5/8 TC U.S. companies can no longer afford to shy away from selling overseas, panelists told Baltimore business people yesterday at a seminar on marketing to the European Community.
In the 1950s, only a few U.S. products faced international competition, speaker David Gergen said, citing statistics from the Washington-based Institute for International Economics.
Today, 70 percent of U.S. products compete with foreign-made products, said the U.S. News & World Report editor and former presidential adviser.
"The reality is that U.S. businesses have to be competitive in the international marketplace," Mr. Gergen said.
The seminar at Stouffer's Harborplace Hotel, co-sponsored by the Baltimore law firm Frank, Bernstein, Conaway & Goldman and Georgetown University's Center for International Business and Trade, focused on the practical aspects of selling and manufacturing products in the 12 member countries of the European Community as they move rapidly toward economic integration in 1992.
Several speakers said that exporting can be difficult for small- and medium-sized businesses.
"It's a daunting experience," said George Muller, deputy director of theCommerce Department's Office of Export Trading Company Affairs.
But businesspeople in the audience said they were encouraged by statistics showing that consumer sales within the European Community are reaching more than half a billion dollars a year.
Marketing to Europe "is something that small businesses, given the right approach, will be able to benefit from and participate in," said Doris H. Powers, president of Shielding Technologies Inc., an Aberdeen-based engineering company.
Bombproof panels designed by Shielding Technologies are already being used by airport security teams in the Middle East, Mrs.
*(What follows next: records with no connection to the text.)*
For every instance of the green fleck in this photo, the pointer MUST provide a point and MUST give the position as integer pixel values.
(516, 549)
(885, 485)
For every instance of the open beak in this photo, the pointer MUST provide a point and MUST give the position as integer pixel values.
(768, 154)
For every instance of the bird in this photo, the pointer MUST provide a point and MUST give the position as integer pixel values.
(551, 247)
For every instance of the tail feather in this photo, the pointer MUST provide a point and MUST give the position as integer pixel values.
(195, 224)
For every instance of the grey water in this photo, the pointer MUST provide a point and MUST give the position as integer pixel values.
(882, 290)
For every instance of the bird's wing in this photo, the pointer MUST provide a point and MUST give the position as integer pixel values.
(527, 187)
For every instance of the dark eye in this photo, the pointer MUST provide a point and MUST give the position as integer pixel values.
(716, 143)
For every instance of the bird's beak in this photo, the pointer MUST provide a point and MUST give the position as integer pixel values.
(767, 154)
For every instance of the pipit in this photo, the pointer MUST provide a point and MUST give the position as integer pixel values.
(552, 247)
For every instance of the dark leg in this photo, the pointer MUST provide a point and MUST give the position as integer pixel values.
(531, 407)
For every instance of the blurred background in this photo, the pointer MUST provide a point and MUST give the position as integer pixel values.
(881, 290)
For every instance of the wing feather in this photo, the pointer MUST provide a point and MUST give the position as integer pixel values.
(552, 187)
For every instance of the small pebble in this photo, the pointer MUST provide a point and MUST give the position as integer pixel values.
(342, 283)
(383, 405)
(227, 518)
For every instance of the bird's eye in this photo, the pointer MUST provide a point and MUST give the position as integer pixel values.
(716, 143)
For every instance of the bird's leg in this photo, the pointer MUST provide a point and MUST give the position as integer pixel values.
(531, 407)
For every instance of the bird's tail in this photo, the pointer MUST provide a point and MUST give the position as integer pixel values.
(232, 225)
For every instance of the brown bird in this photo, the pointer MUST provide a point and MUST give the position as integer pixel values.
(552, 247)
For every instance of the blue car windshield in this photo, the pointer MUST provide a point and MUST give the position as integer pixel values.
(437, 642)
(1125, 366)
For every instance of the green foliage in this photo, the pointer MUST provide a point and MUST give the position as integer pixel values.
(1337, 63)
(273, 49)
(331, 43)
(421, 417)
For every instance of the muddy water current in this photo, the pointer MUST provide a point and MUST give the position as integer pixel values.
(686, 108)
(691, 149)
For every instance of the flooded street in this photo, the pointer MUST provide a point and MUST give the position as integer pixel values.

Powers said. "We're definitely considering joint venture possibilities in Europe now," she said.
Europe is already a booming market for Baltimore Aircoil Co., which has plants in the United Kingdom, Belgium and Italy, and has just begun a distribution operation in Spain, said Chris Vissers, general counsel for the Baltimore-based manufacturer of air-conditioning and heating equipment.
Smaller companies, however, "are often so involved in the day-to-day demands of business that they don't have the manpower to tend to exporting," said Mr. Vissers, whose company has 1,500 employees worldwide. "Sometimes they need a specialist" to handle exporting needs, he said.